“When Greece was Providing a Guarantee for Germany”

There is no need to sell the Acropolis to save Greece. Using a little bit of imagination, we can retrospectively lend on interest the cultural capital, which has been transferred for years from Greece to Germany! There isn’t only a transfer of capitals from the European North to the European South, and a dangerous scenario for many in the North, but a welcome one for many in the South. There is, or to be more accurate, there was, in the past, a transfer of charm, from the Greek South to the German North. German journalist March Reichwein reminds us of this, with an article in this week’s Die Welt under the title “When Greece was Providing a Guarantee for Germany”. For example, during the 18th century, it was common for many German cities to use the name of Athens next to the real name of the usually internationally unknown local river. So, Marburg was called Athens of Lahn, Göttingen Athens of Leine, Leipzig became Athens of Pleisse, Halle Athens of the Salt Pans, Wittenberg Athens of Elbe etc.

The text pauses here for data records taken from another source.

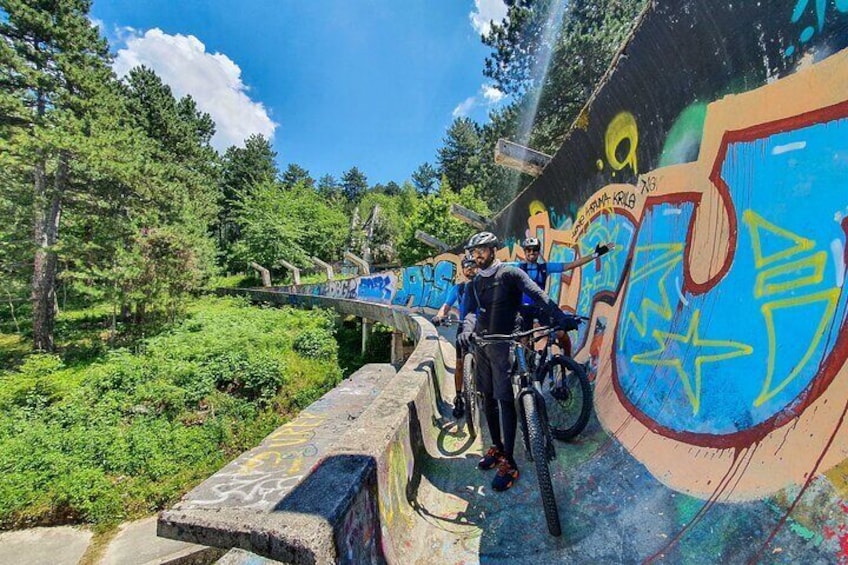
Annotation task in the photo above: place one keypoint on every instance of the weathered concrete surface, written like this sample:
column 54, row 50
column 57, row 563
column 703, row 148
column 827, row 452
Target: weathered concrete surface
column 44, row 546
column 435, row 506
column 137, row 544
column 246, row 503
column 242, row 557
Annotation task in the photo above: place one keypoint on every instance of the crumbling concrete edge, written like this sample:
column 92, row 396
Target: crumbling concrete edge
column 345, row 525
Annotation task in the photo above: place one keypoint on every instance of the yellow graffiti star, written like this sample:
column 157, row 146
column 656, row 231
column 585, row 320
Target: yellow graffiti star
column 706, row 351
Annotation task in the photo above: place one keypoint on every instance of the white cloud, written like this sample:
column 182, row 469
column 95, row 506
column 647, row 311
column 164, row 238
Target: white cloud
column 488, row 96
column 486, row 11
column 98, row 23
column 212, row 79
column 492, row 94
column 465, row 107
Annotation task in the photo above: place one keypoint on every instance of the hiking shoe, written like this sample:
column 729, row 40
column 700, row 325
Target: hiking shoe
column 491, row 459
column 458, row 406
column 507, row 475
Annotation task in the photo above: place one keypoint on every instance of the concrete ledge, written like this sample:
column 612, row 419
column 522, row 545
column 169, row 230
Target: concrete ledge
column 334, row 515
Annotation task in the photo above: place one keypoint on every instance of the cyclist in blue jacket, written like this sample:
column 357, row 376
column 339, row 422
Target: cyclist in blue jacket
column 492, row 304
column 538, row 270
column 456, row 295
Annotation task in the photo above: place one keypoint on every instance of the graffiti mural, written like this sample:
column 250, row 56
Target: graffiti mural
column 426, row 285
column 718, row 340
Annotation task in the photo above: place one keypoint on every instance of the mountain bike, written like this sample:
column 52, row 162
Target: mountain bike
column 532, row 412
column 565, row 386
column 471, row 396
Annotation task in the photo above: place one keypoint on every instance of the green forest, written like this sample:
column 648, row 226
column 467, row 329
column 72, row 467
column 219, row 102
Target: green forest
column 123, row 381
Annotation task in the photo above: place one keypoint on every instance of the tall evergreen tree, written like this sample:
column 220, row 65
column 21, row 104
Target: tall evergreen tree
column 459, row 156
column 295, row 174
column 425, row 178
column 329, row 187
column 354, row 185
column 56, row 79
column 243, row 168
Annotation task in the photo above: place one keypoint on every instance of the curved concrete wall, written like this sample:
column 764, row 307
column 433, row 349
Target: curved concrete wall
column 715, row 155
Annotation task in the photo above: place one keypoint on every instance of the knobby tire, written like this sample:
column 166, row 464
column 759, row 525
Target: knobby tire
column 538, row 450
column 568, row 418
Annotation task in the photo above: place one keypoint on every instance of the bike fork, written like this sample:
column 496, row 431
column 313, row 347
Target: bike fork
column 525, row 435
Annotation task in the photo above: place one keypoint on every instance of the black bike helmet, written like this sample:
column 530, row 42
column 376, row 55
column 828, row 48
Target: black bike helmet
column 482, row 239
column 532, row 243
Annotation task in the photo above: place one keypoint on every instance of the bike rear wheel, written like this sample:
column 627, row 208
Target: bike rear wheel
column 472, row 399
column 568, row 397
column 539, row 453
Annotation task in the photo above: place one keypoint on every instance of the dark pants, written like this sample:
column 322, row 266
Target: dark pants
column 492, row 368
column 492, row 365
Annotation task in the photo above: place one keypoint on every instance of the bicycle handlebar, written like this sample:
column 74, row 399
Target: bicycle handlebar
column 513, row 336
column 547, row 330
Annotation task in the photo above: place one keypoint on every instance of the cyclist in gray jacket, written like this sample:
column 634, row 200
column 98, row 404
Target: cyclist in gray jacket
column 491, row 305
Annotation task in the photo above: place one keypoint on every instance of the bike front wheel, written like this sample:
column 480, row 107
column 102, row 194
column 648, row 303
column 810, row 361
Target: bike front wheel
column 539, row 453
column 472, row 400
column 568, row 397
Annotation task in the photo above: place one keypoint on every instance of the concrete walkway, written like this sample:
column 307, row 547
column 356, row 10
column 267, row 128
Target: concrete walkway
column 136, row 543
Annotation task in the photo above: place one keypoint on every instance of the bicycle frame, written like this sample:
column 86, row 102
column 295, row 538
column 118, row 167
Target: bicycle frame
column 526, row 383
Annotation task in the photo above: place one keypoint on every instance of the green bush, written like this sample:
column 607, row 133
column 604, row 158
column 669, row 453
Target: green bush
column 316, row 343
column 127, row 433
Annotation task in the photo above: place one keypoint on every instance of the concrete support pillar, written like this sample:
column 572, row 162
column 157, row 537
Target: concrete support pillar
column 323, row 265
column 362, row 265
column 366, row 332
column 397, row 349
column 263, row 272
column 295, row 271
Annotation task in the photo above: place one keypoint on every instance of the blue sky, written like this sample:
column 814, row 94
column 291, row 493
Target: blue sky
column 334, row 83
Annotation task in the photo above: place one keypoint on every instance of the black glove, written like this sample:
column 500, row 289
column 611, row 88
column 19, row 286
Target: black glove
column 465, row 339
column 565, row 321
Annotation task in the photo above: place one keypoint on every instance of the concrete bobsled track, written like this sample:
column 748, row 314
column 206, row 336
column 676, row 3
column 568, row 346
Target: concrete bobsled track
column 715, row 155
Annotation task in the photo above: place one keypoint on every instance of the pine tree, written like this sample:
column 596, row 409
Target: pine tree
column 354, row 185
column 55, row 78
column 459, row 156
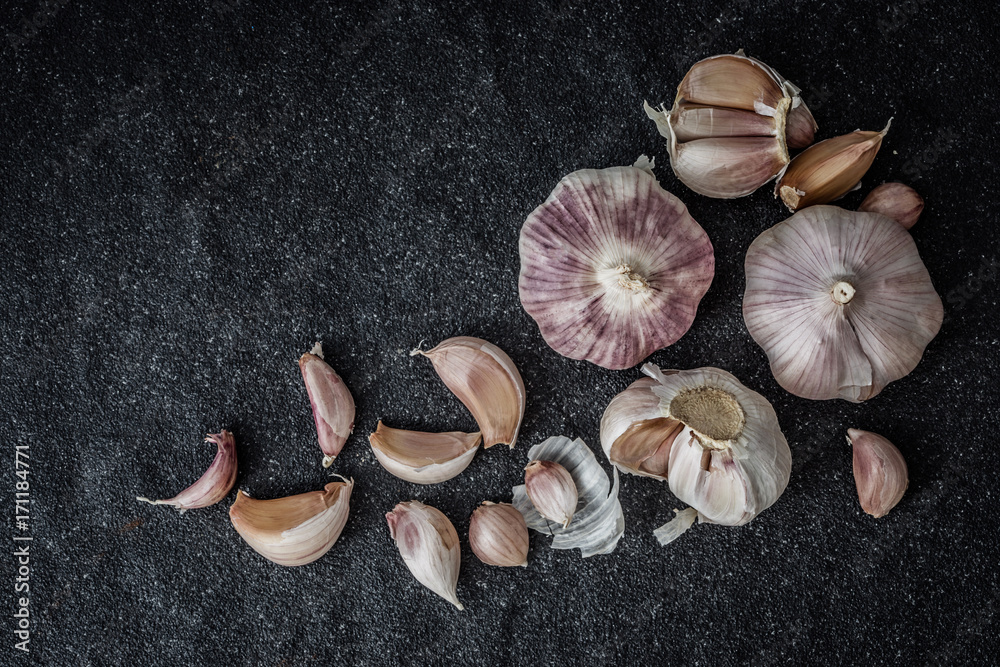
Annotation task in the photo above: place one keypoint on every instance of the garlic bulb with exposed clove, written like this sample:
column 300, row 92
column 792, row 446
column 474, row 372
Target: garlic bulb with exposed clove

At that time, municipalities and communities and mainly the German campuses needed a historical glory, which they didn’t have and borrowed from ancient Greece. Reichwein writes: “The name of Athens in the 18th century was attractive for many German cities, because it offered the symbolic capital they didn’t have. This multiplication of cultural earnings reached zenith the period of philhellenism in the 19th century. King Ludwig I of Bavaria was the first who introduced the name “Athens of Isar” instead of Munich. Weimar was referred to in some school books as Athens of Ilm”. All those of course belong to the past. The glory of classical education steadily disappeared in the 20th century along with the ambition of the German municipalities to have Greek names. However, German journalists never forget the financial aspect of the issues they examine, even the cultural ones, so that’s how the article ends: “As a name of the German cities, Athens remains a significant case and with it the history of a charm transfer, for which Greece, fortunately, never asked money. If some day, these Greek tactics changed, because some imaginative lawyers would think to ask for fees concerning the symbolic earnings of Germany from the use of “Athens”, then Greece would recover in one night!”. Of course, the German journalist is joking. But taking a theoretical offset of earnings and losses, symbolic and real, into account, between Greece and Germany, Germans know that for years there was a spectacular transfer of cultural capitals from the South to the North.